How UCHealth is reducing fall injuries with AI-enhanced risk modeling

At HIMSS25, data experts from the health system will describe how a machine learning model integrated with their Epic EHR gives care teams patient-specific guidance to prevent falls.
By Andrea Fox
10:35 AM

Image: Parentingupstream/Pixabay

Inpatient clinical care teams generally use tools such as bed alarms, gait belts, closer nursing station placement and more to prevent patient falls. 

But those interventions can hinder clinical workflows and alert fatigue can make them less effective than they're meant to be.

To help ensure only high-risk patients receive intensive precautions, and clinicians' alarm fatigue is reduced, Aurora, Colorado-based UCHealth has developed a novel user interface that serves up specific fall interventions based on a patient’s unique risk profile. 

The tool uses mobility data, behavioral health indicators and other risk factors to predict the risk of inpatient falls with injury and leverages cloud tools to integrate the predictions right into the Epic electronic health records. 

The strategy takes "a great deal of data being entered into the EHR in other work streams and clearing out the noise to bring the clinician a clear recommendation," said Brendan Drew, a data scientist focusing on UCHealth's inpatient operations, and Brittany Cyriacks, a clinical informaticist at the health system.

We caught up with Drew and Cyriacks about their efforts to leverage artificial intelligence and cloud tools. They'll explain more during an education session at HIMSS25 in Las Vegas next month.

Q. How was the model created, and what are its key objectives?

A. Our multidisciplinary team conducted a literature review that identified risk variables – 12 risk domains, 92 potential variables – and mapped them to Epic data elements. They sampled data from more than 181,000 inpatient admissions, including more than 200 features per admission.

Initially, both XGBoost and a regularized logistic regression model were tested. Ultimately, top features were re-engineered and combined into a simplified logistic regression model.

The model runs every four hours, ingesting the most recent clinical documentation. Rather than a simple high/low indicator, a three-tiered classification – Highest Risk, Elevated Risk and Universal Risk – gives more clinically actionable results. 

Classification generates a list of risk-level and patient-specific precautions that can keep patients safe.

Q. What were some challenges of integrating the model into clinical workflows?

A. The team needed to define clear, tiered precautions (e.g., 'Highest Risk' patients should have chair/bed alarms, be kept within arm’s reach, etc.) so staff knew exactly what actions to take at each risk level. 

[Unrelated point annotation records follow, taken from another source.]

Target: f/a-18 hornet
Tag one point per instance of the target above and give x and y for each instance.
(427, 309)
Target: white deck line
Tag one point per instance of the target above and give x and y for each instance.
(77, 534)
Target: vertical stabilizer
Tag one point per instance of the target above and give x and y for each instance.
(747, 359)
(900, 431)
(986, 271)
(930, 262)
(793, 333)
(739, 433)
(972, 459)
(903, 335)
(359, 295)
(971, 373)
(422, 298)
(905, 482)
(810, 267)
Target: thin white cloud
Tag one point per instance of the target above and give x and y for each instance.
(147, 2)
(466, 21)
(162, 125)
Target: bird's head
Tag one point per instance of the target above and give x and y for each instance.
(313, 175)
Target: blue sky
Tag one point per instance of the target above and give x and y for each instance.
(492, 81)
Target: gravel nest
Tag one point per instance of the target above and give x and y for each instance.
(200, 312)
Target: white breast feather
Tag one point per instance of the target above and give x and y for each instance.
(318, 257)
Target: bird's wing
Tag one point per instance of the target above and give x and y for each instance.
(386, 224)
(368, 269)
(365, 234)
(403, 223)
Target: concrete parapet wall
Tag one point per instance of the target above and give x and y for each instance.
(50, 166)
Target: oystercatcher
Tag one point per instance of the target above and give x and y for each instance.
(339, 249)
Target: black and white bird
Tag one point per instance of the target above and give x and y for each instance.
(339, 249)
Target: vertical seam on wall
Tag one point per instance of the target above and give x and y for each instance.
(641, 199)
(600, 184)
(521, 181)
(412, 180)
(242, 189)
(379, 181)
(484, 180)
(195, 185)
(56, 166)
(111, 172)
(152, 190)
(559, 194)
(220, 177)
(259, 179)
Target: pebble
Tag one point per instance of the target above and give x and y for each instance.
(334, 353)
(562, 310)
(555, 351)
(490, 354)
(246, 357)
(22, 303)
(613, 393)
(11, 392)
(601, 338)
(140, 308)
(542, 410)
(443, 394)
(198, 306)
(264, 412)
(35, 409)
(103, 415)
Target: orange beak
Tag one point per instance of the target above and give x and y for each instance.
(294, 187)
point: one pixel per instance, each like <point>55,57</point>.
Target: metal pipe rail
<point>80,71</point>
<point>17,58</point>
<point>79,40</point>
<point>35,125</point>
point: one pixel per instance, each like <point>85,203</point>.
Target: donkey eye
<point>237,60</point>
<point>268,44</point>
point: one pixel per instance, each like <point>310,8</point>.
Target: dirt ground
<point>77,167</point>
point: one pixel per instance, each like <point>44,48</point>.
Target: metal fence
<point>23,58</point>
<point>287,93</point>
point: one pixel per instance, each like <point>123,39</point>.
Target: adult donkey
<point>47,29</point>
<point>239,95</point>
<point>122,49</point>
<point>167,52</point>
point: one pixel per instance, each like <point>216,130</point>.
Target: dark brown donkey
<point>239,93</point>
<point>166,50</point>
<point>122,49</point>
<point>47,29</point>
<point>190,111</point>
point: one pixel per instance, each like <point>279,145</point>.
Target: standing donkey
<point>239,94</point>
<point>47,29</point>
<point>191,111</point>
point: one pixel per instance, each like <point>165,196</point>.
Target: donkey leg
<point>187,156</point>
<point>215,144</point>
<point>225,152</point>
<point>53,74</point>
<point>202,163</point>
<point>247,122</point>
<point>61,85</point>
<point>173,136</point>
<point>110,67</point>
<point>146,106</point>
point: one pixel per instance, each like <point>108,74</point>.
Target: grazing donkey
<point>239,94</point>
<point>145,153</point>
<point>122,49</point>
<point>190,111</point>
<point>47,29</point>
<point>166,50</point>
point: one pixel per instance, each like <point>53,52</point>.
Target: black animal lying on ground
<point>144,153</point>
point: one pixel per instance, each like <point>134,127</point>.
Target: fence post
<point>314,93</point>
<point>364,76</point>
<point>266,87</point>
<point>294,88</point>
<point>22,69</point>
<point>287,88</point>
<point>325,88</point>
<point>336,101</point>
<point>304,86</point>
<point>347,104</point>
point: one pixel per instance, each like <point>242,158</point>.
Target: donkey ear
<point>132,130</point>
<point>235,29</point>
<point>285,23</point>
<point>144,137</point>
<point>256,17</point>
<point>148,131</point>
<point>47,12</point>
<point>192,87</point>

In addition to standardizing precautions, the presentation will also highlight the following key challenges:

  • Meaningful display of risk: Merely showing a numeric score was not sufficient. Clinicians needed to see why a patient was flagged as high risk and which precautions were recommended.
  • Data availability in the first 12 hours: The model requires sufficient clinical data entry and existence. During the first 12 hours, risk categorizations could be incomplete, so staff must exercise clinical judgment to decide if the patient would benefit from implementing universal precautions or additional precautions without relying solely on the model.
  • User trust and adoption: Ensuring nurses and other care team members trusted the AI recommendations was critical. Ongoing communication, training and a user-friendly interface helped build confidence. Data surrounding fall events has helped drive the conversation away from trust in the AI recommendation and more towards barriers to implementing precautions for the patient.
  • Workflow integration: Rather than adding an extra step for clinicians, the model’s outputs and recommended precautions were built into the existing Epic flowsheets, pop-ups and care plans so staff could use them naturally.

Q. Will the session offer insights into lessons learned using AI to reduce fall injury risks?

A. Yes. The presentation includes strategies for the successful adoption of predictive models, measuring model performance, addressing disparities among different populations (Spanish-speaking patients, for example) and ensuring continuous improvement. 

It also highlights real-world 'what we have learned so far' themes, offering attendees practical takeaways on how to deploy, monitor and refine AI tools for fall prevention. We will emphasize the engagement that is needed by the organization and nurses along the way.

Drew and Cyriacks' session, "Fall Injury Risk Model: From AI to Clinical Interventions," is scheduled for Tuesday, March 4, from 3:15-4:15 p.m. at HIMSS25.